Seit einiger Zeit zeichne ich – neben anderen Personen aus meinem Umfeld – für die Ernährung, Bespaßung, Erziehung und das Sportprogramm eines befellten Kleinkalibers in Gestalt eines Minichihuahuas verantwortlich. Hätte mir jemand noch vor einigen Monaten prophezeit, ich würde in naher Zukunft einen Hund, der mir nur knapp über die Knöchel reicht, durch die Grünanlagen dieser Republik Gassi führen, hätte ich ihn sicher für nicht ganz zurechnungsfähig gehalten.

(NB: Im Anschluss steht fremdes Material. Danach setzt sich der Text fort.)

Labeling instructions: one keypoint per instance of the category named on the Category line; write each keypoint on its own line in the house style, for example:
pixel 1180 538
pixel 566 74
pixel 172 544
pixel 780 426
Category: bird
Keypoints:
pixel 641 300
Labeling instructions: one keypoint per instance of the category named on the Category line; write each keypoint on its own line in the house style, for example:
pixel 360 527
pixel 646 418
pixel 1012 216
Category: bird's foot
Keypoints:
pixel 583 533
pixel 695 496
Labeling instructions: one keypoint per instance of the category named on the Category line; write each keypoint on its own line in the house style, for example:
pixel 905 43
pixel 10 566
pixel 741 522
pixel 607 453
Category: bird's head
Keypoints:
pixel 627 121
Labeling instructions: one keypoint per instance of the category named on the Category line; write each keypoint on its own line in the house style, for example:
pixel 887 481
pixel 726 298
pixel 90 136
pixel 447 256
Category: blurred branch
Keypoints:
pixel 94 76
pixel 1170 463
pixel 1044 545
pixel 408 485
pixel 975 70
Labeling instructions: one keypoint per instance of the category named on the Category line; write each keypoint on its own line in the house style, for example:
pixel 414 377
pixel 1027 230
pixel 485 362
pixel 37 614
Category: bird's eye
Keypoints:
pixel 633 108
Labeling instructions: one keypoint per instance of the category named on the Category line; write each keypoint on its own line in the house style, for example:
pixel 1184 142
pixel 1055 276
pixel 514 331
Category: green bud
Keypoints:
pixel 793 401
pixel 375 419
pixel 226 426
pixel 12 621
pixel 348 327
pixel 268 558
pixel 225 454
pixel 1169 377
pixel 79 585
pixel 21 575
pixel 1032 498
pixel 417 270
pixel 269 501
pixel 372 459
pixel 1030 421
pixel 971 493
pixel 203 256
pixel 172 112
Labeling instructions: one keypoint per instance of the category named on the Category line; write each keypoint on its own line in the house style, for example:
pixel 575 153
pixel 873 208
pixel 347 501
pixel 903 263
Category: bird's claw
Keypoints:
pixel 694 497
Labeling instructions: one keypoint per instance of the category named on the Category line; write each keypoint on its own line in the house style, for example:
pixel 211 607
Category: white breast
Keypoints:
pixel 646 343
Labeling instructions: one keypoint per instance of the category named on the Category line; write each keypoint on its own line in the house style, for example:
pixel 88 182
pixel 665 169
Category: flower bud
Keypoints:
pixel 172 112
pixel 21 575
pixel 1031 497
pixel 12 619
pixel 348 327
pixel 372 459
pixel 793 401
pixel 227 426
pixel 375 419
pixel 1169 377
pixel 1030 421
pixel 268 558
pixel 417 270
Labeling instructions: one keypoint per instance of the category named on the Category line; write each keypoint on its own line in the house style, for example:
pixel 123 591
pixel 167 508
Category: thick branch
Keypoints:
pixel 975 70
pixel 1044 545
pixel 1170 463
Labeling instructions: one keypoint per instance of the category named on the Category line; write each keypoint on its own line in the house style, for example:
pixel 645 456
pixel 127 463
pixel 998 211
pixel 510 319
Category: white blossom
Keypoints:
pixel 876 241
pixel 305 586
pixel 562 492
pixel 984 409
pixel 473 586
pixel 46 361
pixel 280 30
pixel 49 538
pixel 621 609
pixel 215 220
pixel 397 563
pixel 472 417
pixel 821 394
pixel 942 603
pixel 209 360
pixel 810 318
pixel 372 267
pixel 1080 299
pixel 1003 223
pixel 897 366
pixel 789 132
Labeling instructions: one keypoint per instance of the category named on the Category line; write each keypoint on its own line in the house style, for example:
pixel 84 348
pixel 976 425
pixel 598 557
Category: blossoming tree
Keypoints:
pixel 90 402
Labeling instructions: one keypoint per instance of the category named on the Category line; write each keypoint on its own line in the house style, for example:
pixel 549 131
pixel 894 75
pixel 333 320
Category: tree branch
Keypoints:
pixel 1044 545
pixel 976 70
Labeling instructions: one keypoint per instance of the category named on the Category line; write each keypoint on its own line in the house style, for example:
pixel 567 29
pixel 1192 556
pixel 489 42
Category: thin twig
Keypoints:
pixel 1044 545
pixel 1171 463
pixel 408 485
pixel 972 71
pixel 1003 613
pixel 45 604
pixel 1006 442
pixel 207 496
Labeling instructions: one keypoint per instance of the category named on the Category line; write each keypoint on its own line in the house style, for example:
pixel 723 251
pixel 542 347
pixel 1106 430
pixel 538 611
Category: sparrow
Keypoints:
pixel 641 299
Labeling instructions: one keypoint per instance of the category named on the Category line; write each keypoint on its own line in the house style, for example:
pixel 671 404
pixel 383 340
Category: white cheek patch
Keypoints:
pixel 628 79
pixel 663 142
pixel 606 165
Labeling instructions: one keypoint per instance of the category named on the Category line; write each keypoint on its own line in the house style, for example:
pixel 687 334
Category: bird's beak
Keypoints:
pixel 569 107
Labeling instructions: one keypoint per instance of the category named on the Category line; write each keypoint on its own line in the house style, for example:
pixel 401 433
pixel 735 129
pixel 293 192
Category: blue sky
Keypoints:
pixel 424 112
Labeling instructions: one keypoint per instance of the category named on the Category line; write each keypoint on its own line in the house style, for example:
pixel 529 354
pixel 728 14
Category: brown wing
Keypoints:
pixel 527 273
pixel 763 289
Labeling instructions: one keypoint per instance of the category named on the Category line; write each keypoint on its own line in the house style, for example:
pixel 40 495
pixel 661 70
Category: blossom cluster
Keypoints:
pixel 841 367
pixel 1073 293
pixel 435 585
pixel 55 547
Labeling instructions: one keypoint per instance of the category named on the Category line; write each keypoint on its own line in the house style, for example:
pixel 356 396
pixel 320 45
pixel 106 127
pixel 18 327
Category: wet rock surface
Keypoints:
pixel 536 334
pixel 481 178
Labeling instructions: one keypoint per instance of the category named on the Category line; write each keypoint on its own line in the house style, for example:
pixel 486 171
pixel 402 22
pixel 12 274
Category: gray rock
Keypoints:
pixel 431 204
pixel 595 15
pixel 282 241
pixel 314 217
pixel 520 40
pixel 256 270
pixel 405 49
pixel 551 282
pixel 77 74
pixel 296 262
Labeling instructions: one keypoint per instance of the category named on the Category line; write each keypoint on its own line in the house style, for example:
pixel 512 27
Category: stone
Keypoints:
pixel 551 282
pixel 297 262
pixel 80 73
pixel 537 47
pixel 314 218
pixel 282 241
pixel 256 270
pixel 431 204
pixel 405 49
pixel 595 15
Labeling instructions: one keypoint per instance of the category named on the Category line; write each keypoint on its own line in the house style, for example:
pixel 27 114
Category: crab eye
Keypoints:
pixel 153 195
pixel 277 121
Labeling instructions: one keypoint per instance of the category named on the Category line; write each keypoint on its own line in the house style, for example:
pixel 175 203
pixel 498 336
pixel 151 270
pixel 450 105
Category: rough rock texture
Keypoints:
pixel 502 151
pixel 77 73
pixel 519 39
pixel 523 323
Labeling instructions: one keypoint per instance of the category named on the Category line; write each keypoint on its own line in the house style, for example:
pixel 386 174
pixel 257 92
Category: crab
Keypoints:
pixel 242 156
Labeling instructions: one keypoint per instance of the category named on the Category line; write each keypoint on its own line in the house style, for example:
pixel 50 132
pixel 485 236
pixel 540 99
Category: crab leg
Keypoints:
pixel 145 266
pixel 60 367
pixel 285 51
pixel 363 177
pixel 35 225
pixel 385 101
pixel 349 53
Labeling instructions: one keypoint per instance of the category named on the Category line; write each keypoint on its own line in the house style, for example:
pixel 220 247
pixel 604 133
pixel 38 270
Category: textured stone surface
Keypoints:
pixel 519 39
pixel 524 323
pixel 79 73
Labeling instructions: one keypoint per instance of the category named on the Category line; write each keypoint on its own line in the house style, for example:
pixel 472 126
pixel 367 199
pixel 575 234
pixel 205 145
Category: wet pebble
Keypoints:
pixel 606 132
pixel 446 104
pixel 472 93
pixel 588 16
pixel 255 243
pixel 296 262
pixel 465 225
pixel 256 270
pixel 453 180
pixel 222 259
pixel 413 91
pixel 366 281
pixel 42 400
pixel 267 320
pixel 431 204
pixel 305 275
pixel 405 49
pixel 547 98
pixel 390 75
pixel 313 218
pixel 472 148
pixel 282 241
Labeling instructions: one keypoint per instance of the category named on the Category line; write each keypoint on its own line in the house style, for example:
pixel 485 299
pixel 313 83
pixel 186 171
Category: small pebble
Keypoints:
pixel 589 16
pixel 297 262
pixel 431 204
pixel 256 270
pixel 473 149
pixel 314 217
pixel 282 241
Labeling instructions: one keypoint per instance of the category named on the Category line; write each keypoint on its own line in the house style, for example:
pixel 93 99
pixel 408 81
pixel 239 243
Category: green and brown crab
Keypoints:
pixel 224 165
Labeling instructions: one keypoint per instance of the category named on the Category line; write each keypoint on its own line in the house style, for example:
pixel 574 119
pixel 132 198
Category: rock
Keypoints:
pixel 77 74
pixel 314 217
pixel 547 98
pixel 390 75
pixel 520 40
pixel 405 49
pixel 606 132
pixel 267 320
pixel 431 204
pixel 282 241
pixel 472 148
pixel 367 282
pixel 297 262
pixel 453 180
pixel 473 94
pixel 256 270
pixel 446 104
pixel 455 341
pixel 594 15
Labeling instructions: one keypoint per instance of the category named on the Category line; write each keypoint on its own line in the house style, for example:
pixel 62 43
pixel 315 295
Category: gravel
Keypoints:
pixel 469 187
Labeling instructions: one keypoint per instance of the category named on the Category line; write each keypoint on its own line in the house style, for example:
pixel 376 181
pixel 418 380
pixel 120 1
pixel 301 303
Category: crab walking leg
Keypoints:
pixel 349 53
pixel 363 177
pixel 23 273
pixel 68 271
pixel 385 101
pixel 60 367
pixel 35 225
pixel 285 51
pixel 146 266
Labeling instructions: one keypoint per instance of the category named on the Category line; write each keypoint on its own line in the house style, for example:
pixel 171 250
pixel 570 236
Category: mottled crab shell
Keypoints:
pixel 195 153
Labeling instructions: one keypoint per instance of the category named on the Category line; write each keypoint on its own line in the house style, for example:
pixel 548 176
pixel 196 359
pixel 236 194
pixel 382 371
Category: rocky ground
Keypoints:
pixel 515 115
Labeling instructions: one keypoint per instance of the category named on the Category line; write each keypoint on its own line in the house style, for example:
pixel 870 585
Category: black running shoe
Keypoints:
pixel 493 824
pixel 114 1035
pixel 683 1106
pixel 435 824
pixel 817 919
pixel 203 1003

Hunde – das waren für mich bis zu jenem Zeitpunkt Geschöpfe mit einer Mindestschulterhöhe von 55 cm. Also Kleinkindgröße. Tiere, die aufgrund ihrer Physis dafür prädestiniert sind, kilometerweit über dänische Strände zu laufen. Immer parallel zur Brandung, den Wind im Gesicht, bereit, sich in die tosenden Fluten zu werfen, sollte sein Frauchen von einer heftigen Böe ins Meer getrieben werden. Ein Hund, der des Nachts den schwarzbestrumpften Einbrechern ins Gesicht oder in den Schritt springt, um seinen Menschen zu verteidigen. Ein Vierbeiner, den man aufgrund seines Gewichts und seiner ungestümen Art unmöglich mit ins Bett nehmen könnte, wollte man nicht riskieren, dass der Lattenrost mit einem lauten Knacken unter der Gewalt des Gewichts zusammenbricht. In jedem Fall aber eine tierische Erscheinung, die den zwielichtigen Typen auf der Straße Respekt einflößt und sie dazu animiert, einen gewissen Sicherheitsabstand einzuhalten.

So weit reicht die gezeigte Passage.